Opinión

Herencia

En un creciente clima de crispación, y particularmente de polarización de la opinión pública, la sociedad se debate entre la ayuda humanitaria y el derecho de los ciudadanos, tanto a recibir la asistencia del Estado, como en la prioridad de la atención.

En demasiadas ocasiones se invocan motivos históricos para ilustrar la precaria situación de muchos países, justificando así una presunta obligación contraída por Europa en general frente al resto del mundo.

En ejercicio de una visión torticera, hay quien no deja de argumentar un genocidio español sobre los indios del nuevo mundo, obviando que la población indígena americana supera los  300.000 millones, cifra difícil de casar con un hipotético exterminio, sobre todo considerando que la población indígena en 1492, según la media de Rosenblat, Fisher, Maddison y Canga, giraba alrededor de apenas 10 millones para todo el continente.

Apreciación semejante se puede observar en Oriente Próximo y África, donde los conflictos tribales e interestatales llevaron a sus propios moradores a paradojas como la caza de nativos para destinarlos al tráfico humano. Cierto que los europeos desplazaron como esclavos a millones de africanos hacia América, pero nunca los capturaron, apenas se limitaron a comprárselos a los pueblos autóctonos que los comercializaba. En sintonía con esas formas, muchas de esas naciones se adhirieron a los países europeos como Protectorados, cuando no se aliaron a los colonialistas solicitando formalmente la ocupación de sus territorios a cambio de ventajas gubernamentales.

La consecuencia  para estos pueblos fue la ocupación y explotación de sus territorios como colonias, hasta  alcanzar la independencia tras la acción de los movimientos soberanistas surgidos tras la II Guerra Mundial.  Los distintos Frentes de Liberación Nacional lograron finalmente la autodeterminación, especialmente en la década de los 60 y 70 del pasado siglo XX.

El Sáhara, Tánger, Guinea Ecuatorial, Angola, Mozambique, Sierra Leona,  Kenia, y un largo etcétera de colonias que en muchos casos alumbraron países con fronteras y denominaciones nuevas, fruto en muchas ocasiones de lustros de conflictos armados entre ellos. Tal es el caso, por ejemplo, de la antigua Abisinia italiana, donde desde 1941 la misma Etiopía cuyo pueblo moría de hambre en el Cuerno de África, disfrutaba de un arsenal para masacrar a la población civil de Eritrea con Gas Naranja, antes de reconocer en en 1993 su autonomía. Desde 1941 Etiopía ya tuvo tiempo sobrado para reorganizarse e impulsarse como Estado en lugar de culpar a Italia por su situación actual. 
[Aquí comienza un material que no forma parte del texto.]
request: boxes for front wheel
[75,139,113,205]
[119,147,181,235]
Lo mismo sucede con muchos otros pueblos soberanos de Asia y África que alcanzaron su independencia hace casi 60 años. Si en medio siglo no han sido capaces de subsanar sus enfrentamientos atávicos -germen  de los imperios coloniales en el último tercio del siglo XIX y la primera mitad del XX-, la responsabilidad no es del Viejo Continente, sino de quienes paradójicamente escogieron la pobreza al no haber aprendido a convivir en paz ni a gestionar sus enormes riquezas. No en vano son los propietarios de los mayores depósitos de materias primas: minerales, crudo, gas, piedras, metales preciosos, producción agrícola, caladeros...

Porque el peligro de invocar razones históricas para justificar el presente -en lugar de luchar por un futuro-, es que siempre hay quien podrá argumentar que logros como la sanidad pública española se basan en el Seguro Obligatorio de Enfermedad, impuesto por ley en 1942, en plena dictadura franquista, o que las actuales normativas sanitarias, la infraestructura pública y su gestión, los mejores hospitales actuales, el sistema formativo MIR y la esencia de la asistencia médica y benéfica, no son otra cosa que la herencia del autoproclamado Generalísimo.